The viscosity of ionic liquids is often higher than that of common molecular solvents and can pose significant problems for traditional CCC devices, which are mostly low pressure. As a result, to date, their application to CCC has been very limited and greater insight into the hydyrodynamics that govern or control the extraction process is required. To investigate the hydrodynamic behaviour of the ionic liquid biphasic solvent system, visual observations have been carried out on a transparent 2-D spiral CCC column at different angles around the central axis of rotation using a high-speed camera. The images acquired have revealed the phase distribution and the mixing and settling areas within the column undergoing planetary motion, as well as the interfacial characteristics that can promote mass transfer (such as waves).
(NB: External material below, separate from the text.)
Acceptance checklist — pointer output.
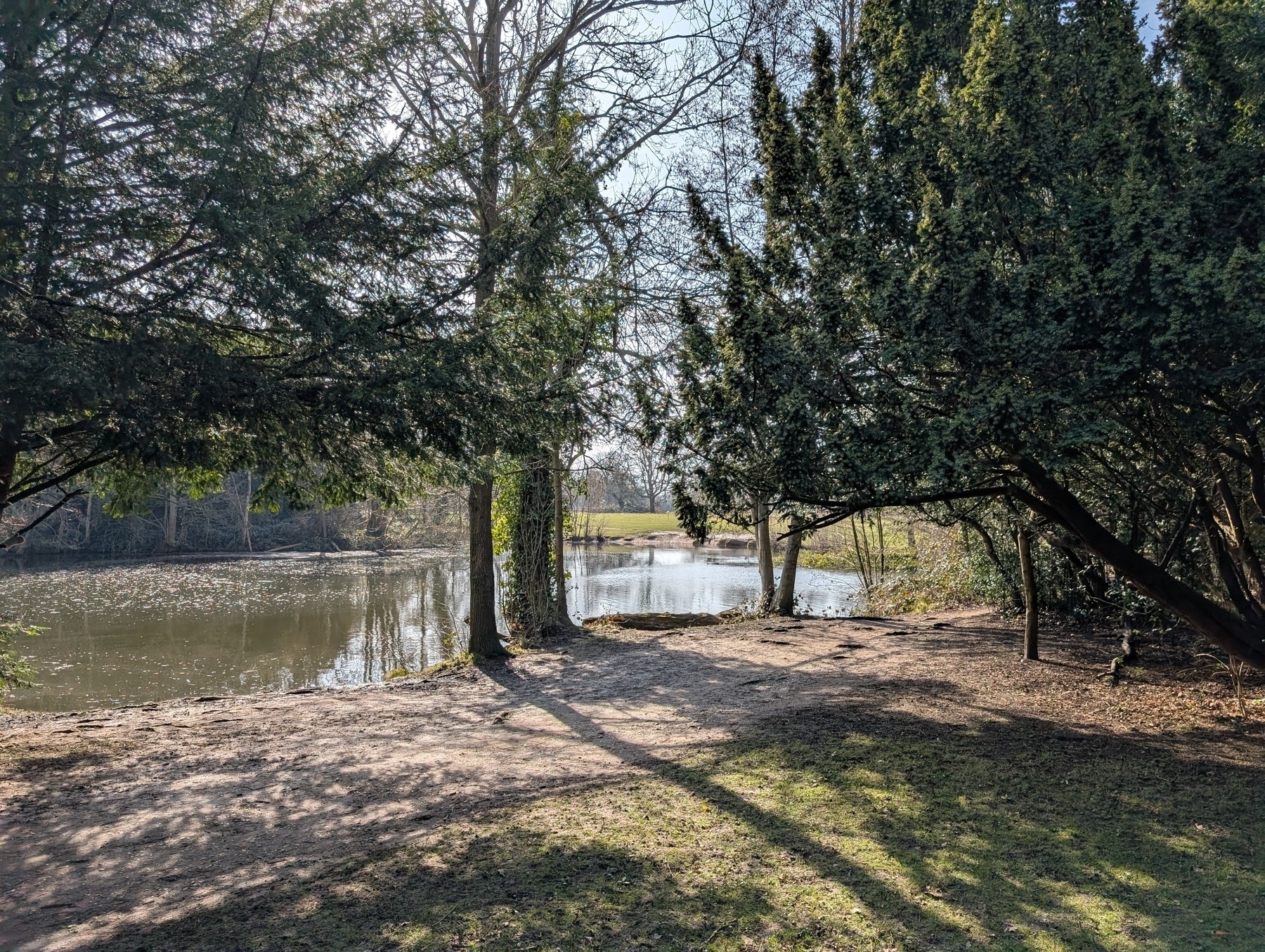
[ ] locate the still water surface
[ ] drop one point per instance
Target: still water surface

A necessary condition to separate solutes using the CCC technique is that the column retains some of the stationary phase. Therefore, the influence of several operational parameters on the volume fraction of stationary phase retained was also studied including mobile phase flow rate, mobile phase pumping direction (Head --> Tail or Tail --> Head), rotational speed and direction of rotation. The settling and mixing characteristics of the two-phase mixture, and phase retention within the coils have been related to the densities, viscosities and interfacial tension of the ionic liquid solvent systems employed.


Acknowledgements


The project was funded by the UK Engineering and Physical Science Research Council (EPSRC) (Project title: Application of ionic liquid-liquid chromatography (ILLC) to extraction of metals), in collaboration with QUILL Research Centre at The Queen's University of Belfast, Northern Ireland, U.K.